Friday, Dec. 02, 2022
St. Olaf student shoots for the moon and wins + Enlarge
By Linda Petersen
Intermountain Catholic

BOUNTIFUL — Karissa Amante, 10, a St. Olaf Catholic School fifth grader, is flying high after winning a prize in a national Girl Scout essay contest. But Karissa will have to wait a while for her prize — it’s currently on its way to the moon on the NASA uncrewed Orion spacecraft Artemis I, which is part of NASA’s goal of sending the first woman and the first person of color to the moon.

Charlie Blackwell-Thompson, the mission’s first female launch director, is a former Girl Scout.

Last spring Karissa entered the GSUSA “Girl Scouts to the Moon and Back” essay contest along with thousands of Girl Scouts across the country. She recently learned that she is one of the 90 winners — one of just 15 junior Girl Scout winners nationwide. Each girl will receive a Space Science badge that currently is part of the Artemis cargo. The Artemis I lifted off from the Kennedy Space Center in Florida on Nov. 16. It will travel approximately 40,000 miles beyond the moon and return to Earth in mid-December.

“It is very exciting; I’m very happy about it,” Karissa said of her win. “I think it’s very cool.”

The Amante family are parishioners at St. Olaf Catholic Church. Karissa, a member of Troop 498, has been a Girl Scout for more than two years. She entered the contest with the encouragement of her mother, who had been following the Artemis project.

“I was really excited to hear they were going to put the first woman on the moon, so when the opportunity came up to do an essay, I knew it would be something that Karissa would be passionate about and want to enter,” said Kristen Amante, who herself participated in a Girl Scout troop sponsored by St. Olaf school when she was younger.

“I had a great experience. I thought it was great to be able to empower girls, and I wanted my daughter to follow in those footsteps,” she said.

In her winning essay, Karissa told the story of the first girl who goes to the moon and is able to start the first colony there. Years later, when the earth is no longer habitable because of climate change, she is able to save mankind by providing a home for them on the moon.
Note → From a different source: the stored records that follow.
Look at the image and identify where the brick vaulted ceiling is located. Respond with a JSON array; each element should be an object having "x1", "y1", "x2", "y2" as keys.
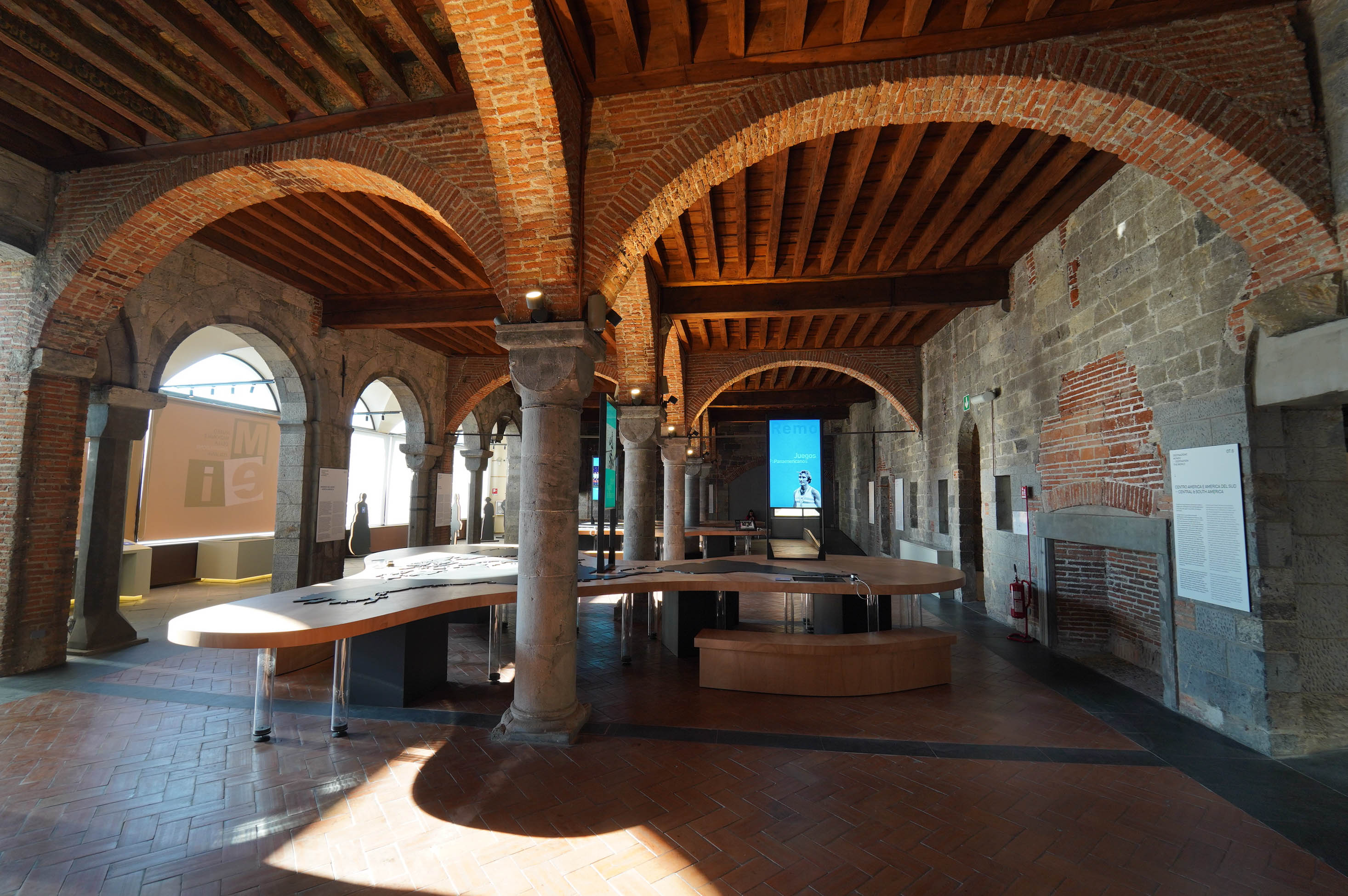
[
  {"x1": 547, "y1": 0, "x2": 1260, "y2": 96},
  {"x1": 648, "y1": 123, "x2": 1123, "y2": 352},
  {"x1": 0, "y1": 0, "x2": 473, "y2": 169}
]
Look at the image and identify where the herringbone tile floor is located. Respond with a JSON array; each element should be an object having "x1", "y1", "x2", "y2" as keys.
[{"x1": 0, "y1": 691, "x2": 1348, "y2": 896}]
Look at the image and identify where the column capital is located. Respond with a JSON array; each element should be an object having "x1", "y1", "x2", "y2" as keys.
[
  {"x1": 660, "y1": 435, "x2": 689, "y2": 466},
  {"x1": 496, "y1": 321, "x2": 604, "y2": 409},
  {"x1": 398, "y1": 442, "x2": 445, "y2": 473},
  {"x1": 89, "y1": 386, "x2": 169, "y2": 411},
  {"x1": 458, "y1": 448, "x2": 492, "y2": 473},
  {"x1": 617, "y1": 404, "x2": 665, "y2": 451}
]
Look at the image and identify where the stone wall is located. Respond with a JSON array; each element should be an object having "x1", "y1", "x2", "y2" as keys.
[{"x1": 836, "y1": 167, "x2": 1348, "y2": 754}]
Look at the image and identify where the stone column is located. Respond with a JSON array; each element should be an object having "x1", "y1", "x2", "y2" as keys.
[
  {"x1": 660, "y1": 437, "x2": 688, "y2": 561},
  {"x1": 492, "y1": 321, "x2": 604, "y2": 745},
  {"x1": 66, "y1": 386, "x2": 169, "y2": 655},
  {"x1": 683, "y1": 457, "x2": 704, "y2": 556},
  {"x1": 398, "y1": 443, "x2": 445, "y2": 547},
  {"x1": 506, "y1": 435, "x2": 522, "y2": 544},
  {"x1": 617, "y1": 404, "x2": 662, "y2": 561},
  {"x1": 455, "y1": 448, "x2": 492, "y2": 543}
]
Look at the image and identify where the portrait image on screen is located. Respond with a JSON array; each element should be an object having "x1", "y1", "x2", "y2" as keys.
[{"x1": 767, "y1": 420, "x2": 824, "y2": 508}]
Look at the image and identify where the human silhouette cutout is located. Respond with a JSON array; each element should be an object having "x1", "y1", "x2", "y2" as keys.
[{"x1": 347, "y1": 492, "x2": 370, "y2": 556}]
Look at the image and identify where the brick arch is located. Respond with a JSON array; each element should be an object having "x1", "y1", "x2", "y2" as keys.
[
  {"x1": 586, "y1": 47, "x2": 1342, "y2": 296},
  {"x1": 40, "y1": 135, "x2": 504, "y2": 356},
  {"x1": 685, "y1": 350, "x2": 922, "y2": 432},
  {"x1": 347, "y1": 358, "x2": 435, "y2": 445},
  {"x1": 1043, "y1": 480, "x2": 1157, "y2": 516},
  {"x1": 445, "y1": 354, "x2": 510, "y2": 441},
  {"x1": 439, "y1": 0, "x2": 584, "y2": 319}
]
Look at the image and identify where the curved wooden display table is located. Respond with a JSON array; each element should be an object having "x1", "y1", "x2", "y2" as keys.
[
  {"x1": 694, "y1": 628, "x2": 956, "y2": 697},
  {"x1": 169, "y1": 544, "x2": 964, "y2": 741}
]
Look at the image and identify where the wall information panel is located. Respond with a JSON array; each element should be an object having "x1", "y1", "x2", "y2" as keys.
[{"x1": 1170, "y1": 445, "x2": 1250, "y2": 613}]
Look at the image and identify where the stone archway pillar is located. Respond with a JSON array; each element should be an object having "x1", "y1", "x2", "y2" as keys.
[
  {"x1": 683, "y1": 455, "x2": 705, "y2": 556},
  {"x1": 492, "y1": 321, "x2": 604, "y2": 745},
  {"x1": 66, "y1": 386, "x2": 169, "y2": 655},
  {"x1": 398, "y1": 443, "x2": 445, "y2": 547},
  {"x1": 617, "y1": 404, "x2": 662, "y2": 561},
  {"x1": 460, "y1": 448, "x2": 492, "y2": 543},
  {"x1": 506, "y1": 435, "x2": 522, "y2": 544},
  {"x1": 660, "y1": 437, "x2": 688, "y2": 561}
]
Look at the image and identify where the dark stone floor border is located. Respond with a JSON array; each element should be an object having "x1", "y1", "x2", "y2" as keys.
[{"x1": 923, "y1": 595, "x2": 1348, "y2": 874}]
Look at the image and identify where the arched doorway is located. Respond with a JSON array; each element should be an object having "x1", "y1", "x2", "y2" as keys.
[{"x1": 956, "y1": 419, "x2": 984, "y2": 601}]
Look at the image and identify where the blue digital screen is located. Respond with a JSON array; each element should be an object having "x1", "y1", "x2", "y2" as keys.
[{"x1": 767, "y1": 420, "x2": 824, "y2": 508}]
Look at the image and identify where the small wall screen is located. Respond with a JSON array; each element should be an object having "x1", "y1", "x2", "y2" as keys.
[{"x1": 767, "y1": 420, "x2": 824, "y2": 508}]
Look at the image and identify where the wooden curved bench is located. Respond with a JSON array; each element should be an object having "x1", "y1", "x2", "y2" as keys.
[{"x1": 693, "y1": 628, "x2": 956, "y2": 697}]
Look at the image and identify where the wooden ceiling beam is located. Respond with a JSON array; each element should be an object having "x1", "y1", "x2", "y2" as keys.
[
  {"x1": 549, "y1": 0, "x2": 593, "y2": 84},
  {"x1": 871, "y1": 311, "x2": 911, "y2": 345},
  {"x1": 899, "y1": 0, "x2": 932, "y2": 38},
  {"x1": 819, "y1": 127, "x2": 880, "y2": 273},
  {"x1": 689, "y1": 193, "x2": 721, "y2": 279},
  {"x1": 847, "y1": 123, "x2": 927, "y2": 273},
  {"x1": 322, "y1": 289, "x2": 501, "y2": 330},
  {"x1": 124, "y1": 0, "x2": 290, "y2": 124},
  {"x1": 964, "y1": 0, "x2": 992, "y2": 30},
  {"x1": 936, "y1": 130, "x2": 1057, "y2": 268},
  {"x1": 791, "y1": 133, "x2": 837, "y2": 276},
  {"x1": 722, "y1": 0, "x2": 748, "y2": 59},
  {"x1": 65, "y1": 0, "x2": 253, "y2": 130},
  {"x1": 842, "y1": 0, "x2": 871, "y2": 43},
  {"x1": 906, "y1": 301, "x2": 960, "y2": 345},
  {"x1": 965, "y1": 140, "x2": 1091, "y2": 266},
  {"x1": 325, "y1": 190, "x2": 462, "y2": 289},
  {"x1": 589, "y1": 0, "x2": 1268, "y2": 96},
  {"x1": 711, "y1": 388, "x2": 875, "y2": 407},
  {"x1": 660, "y1": 269, "x2": 1008, "y2": 319},
  {"x1": 0, "y1": 0, "x2": 182, "y2": 142},
  {"x1": 997, "y1": 152, "x2": 1124, "y2": 264},
  {"x1": 365, "y1": 193, "x2": 491, "y2": 289},
  {"x1": 3, "y1": 0, "x2": 213, "y2": 139},
  {"x1": 904, "y1": 124, "x2": 1020, "y2": 271},
  {"x1": 782, "y1": 0, "x2": 803, "y2": 50},
  {"x1": 0, "y1": 69, "x2": 108, "y2": 149},
  {"x1": 371, "y1": 0, "x2": 460, "y2": 93},
  {"x1": 876, "y1": 121, "x2": 978, "y2": 271},
  {"x1": 833, "y1": 311, "x2": 861, "y2": 349},
  {"x1": 1024, "y1": 0, "x2": 1053, "y2": 22},
  {"x1": 669, "y1": 0, "x2": 693, "y2": 65},
  {"x1": 191, "y1": 227, "x2": 332, "y2": 295},
  {"x1": 309, "y1": 0, "x2": 411, "y2": 102},
  {"x1": 250, "y1": 0, "x2": 370, "y2": 109},
  {"x1": 197, "y1": 0, "x2": 327, "y2": 114},
  {"x1": 608, "y1": 0, "x2": 646, "y2": 71},
  {"x1": 763, "y1": 148, "x2": 791, "y2": 276},
  {"x1": 0, "y1": 47, "x2": 146, "y2": 147},
  {"x1": 231, "y1": 202, "x2": 391, "y2": 289},
  {"x1": 729, "y1": 169, "x2": 754, "y2": 278}
]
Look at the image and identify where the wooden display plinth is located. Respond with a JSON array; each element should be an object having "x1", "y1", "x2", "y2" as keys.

“I think it is incredible,” she said of the prospect of women going to the moon. “I think women should get equal opportunities to men.”

She is excited to receive the Space Science badge, which she plans to display in her room.
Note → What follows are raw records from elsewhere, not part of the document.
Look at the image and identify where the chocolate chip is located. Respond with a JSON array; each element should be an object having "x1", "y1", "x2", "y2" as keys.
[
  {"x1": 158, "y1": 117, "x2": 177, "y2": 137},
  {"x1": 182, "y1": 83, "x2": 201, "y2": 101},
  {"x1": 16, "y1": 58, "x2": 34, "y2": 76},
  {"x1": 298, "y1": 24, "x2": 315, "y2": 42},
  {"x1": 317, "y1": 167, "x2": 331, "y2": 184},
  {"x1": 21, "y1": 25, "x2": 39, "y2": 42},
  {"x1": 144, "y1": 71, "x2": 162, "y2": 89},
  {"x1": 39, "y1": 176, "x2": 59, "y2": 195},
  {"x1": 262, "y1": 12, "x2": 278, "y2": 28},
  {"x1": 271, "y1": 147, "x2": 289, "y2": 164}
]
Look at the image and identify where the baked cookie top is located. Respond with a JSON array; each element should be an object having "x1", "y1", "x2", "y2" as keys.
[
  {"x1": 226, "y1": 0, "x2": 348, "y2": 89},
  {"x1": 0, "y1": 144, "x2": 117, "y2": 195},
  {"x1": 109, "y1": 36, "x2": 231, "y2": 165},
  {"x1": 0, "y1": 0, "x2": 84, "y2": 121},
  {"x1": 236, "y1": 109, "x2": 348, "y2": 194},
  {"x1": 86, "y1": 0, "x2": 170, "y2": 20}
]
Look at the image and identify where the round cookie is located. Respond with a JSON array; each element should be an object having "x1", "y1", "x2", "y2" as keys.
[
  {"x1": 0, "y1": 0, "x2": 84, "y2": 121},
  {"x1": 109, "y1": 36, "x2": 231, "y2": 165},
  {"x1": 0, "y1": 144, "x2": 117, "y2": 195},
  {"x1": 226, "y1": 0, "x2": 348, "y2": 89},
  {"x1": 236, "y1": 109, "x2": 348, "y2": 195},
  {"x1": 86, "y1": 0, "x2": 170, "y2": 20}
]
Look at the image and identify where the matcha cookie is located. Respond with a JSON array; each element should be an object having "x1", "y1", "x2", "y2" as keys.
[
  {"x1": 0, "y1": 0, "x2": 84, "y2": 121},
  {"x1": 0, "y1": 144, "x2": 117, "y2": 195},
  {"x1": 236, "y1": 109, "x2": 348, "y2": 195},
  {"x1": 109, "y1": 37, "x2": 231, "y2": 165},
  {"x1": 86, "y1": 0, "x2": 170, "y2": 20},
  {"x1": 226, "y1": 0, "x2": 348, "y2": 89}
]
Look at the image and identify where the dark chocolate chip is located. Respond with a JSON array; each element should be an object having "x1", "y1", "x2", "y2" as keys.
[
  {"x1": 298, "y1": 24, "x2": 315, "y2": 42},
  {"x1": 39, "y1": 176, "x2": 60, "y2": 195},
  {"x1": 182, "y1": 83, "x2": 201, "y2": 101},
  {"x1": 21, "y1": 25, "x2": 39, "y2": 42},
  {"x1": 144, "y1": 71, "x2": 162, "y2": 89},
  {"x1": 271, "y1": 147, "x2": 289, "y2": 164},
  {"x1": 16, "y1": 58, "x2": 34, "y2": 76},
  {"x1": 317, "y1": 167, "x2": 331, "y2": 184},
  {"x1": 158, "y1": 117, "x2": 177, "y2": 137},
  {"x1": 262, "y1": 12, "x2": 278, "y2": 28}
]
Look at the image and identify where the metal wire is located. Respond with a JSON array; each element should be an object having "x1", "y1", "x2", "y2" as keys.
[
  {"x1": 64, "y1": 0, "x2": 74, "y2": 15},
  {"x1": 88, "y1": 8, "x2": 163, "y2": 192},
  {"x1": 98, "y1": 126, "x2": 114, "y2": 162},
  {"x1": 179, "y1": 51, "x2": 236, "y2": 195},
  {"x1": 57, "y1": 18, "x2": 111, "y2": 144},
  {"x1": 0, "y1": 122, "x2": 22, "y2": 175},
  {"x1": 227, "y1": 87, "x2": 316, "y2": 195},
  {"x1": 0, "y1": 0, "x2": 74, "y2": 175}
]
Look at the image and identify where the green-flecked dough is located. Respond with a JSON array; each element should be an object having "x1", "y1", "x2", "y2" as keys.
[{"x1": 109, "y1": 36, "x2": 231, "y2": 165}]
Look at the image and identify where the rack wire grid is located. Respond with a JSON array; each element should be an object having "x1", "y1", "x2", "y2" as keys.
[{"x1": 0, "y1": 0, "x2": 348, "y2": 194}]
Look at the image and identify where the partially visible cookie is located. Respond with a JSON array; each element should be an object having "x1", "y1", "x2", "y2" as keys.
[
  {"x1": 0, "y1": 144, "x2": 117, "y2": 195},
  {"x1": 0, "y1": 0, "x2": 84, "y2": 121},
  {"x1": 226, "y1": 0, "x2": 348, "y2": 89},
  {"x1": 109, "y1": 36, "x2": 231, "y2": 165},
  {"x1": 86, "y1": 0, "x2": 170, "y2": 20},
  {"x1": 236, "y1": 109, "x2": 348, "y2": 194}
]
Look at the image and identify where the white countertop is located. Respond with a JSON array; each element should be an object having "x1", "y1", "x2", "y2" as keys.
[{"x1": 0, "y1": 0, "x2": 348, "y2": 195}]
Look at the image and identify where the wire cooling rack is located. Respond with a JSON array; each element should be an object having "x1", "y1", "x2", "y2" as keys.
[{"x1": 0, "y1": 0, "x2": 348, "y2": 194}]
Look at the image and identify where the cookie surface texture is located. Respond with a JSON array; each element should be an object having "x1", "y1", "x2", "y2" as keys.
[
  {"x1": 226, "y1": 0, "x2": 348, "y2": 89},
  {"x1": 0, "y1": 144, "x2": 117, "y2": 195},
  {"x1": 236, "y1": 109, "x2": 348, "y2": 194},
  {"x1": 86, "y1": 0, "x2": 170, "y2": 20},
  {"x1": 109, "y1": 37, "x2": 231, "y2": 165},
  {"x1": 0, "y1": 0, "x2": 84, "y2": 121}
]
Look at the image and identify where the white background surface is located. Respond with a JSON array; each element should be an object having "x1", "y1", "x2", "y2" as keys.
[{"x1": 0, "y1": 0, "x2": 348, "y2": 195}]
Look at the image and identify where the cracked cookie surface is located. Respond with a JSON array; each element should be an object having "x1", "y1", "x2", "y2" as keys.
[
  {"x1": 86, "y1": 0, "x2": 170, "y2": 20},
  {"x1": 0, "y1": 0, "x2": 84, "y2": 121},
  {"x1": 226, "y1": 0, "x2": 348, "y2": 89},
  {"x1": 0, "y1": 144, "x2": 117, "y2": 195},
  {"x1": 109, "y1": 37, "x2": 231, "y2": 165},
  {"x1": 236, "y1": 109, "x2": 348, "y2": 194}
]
“I am proud and happy that Karissa had this opportunity to write an essay,” her father Paul Amante said. “She has always been extremely talented from a verbal perspective. She has always been really bright in all her subjects and writing, spelling, language arts is one of her strengths. So, I’m very happy to see her lean into that and use the talents that she has and continue to write. She wants to now join more essay contests and challenge herself more. This has inspired her to want to go further with this type of activity.”

Cindy Marten, deputy secretary, U.S. Department of Education and a lifelong Girl Scout; and Pam Melroy, NASA deputy administrator, recorded videos congratulating the winners.
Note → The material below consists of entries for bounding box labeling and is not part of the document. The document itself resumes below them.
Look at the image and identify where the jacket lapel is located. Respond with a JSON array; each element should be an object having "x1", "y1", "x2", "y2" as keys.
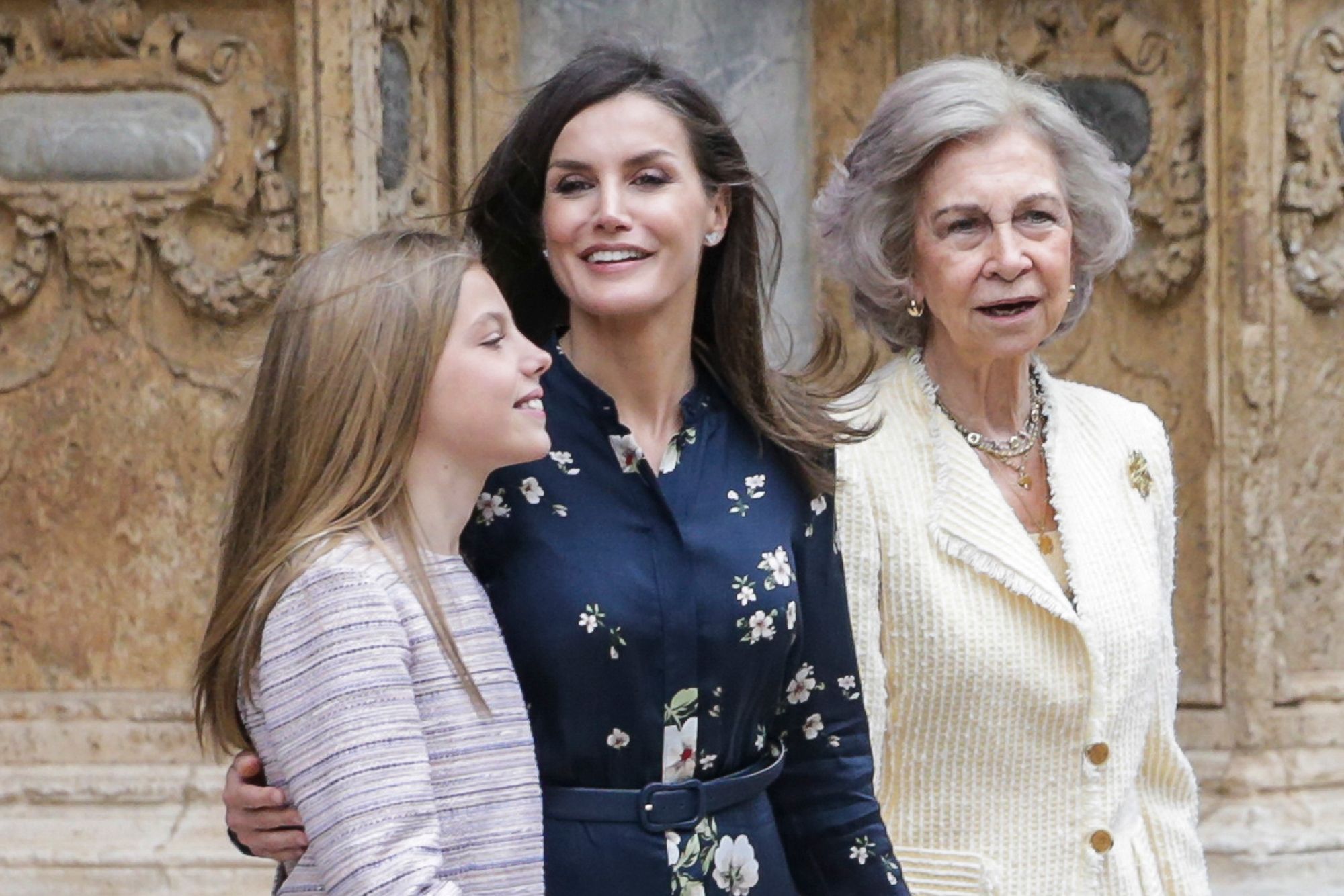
[{"x1": 910, "y1": 363, "x2": 1078, "y2": 622}]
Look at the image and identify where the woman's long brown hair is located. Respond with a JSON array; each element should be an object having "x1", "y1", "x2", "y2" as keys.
[{"x1": 195, "y1": 231, "x2": 484, "y2": 748}]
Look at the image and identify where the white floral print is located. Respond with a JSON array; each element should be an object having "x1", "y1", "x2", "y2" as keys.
[
  {"x1": 579, "y1": 603, "x2": 606, "y2": 634},
  {"x1": 728, "y1": 473, "x2": 765, "y2": 516},
  {"x1": 606, "y1": 433, "x2": 644, "y2": 473},
  {"x1": 579, "y1": 603, "x2": 625, "y2": 660},
  {"x1": 785, "y1": 662, "x2": 817, "y2": 704},
  {"x1": 802, "y1": 712, "x2": 825, "y2": 740},
  {"x1": 663, "y1": 716, "x2": 700, "y2": 785},
  {"x1": 476, "y1": 489, "x2": 509, "y2": 525},
  {"x1": 714, "y1": 834, "x2": 761, "y2": 896},
  {"x1": 746, "y1": 610, "x2": 777, "y2": 643},
  {"x1": 663, "y1": 688, "x2": 700, "y2": 785},
  {"x1": 757, "y1": 545, "x2": 793, "y2": 591},
  {"x1": 742, "y1": 473, "x2": 765, "y2": 498},
  {"x1": 550, "y1": 451, "x2": 579, "y2": 476},
  {"x1": 517, "y1": 476, "x2": 546, "y2": 504},
  {"x1": 732, "y1": 575, "x2": 758, "y2": 607}
]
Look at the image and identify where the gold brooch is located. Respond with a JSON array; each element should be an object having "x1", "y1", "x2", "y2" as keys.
[{"x1": 1129, "y1": 451, "x2": 1153, "y2": 498}]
The essays are “a testament to your intellect, creativity, courage, entrepreneurship and even your sense of humor,” Marten said. “My hope is that this essay contest has given you the confidence to know that you all have what it takes to be future barrier breakers and leaders in STEM (science, technology, engineering and math).”

Melroy also was a Girl Scout when she was a youth. “It’s your generation, the Artemis generation, that will ultimately do the work that takes us to Mars and beyond. We hope this is just one step in a journey to a STEM career and maybe even to NASA and beyond,” she said in her message.

Another Utah junior Girl Scout, Margaret Moore of Troop 194, also was a winner in the contest.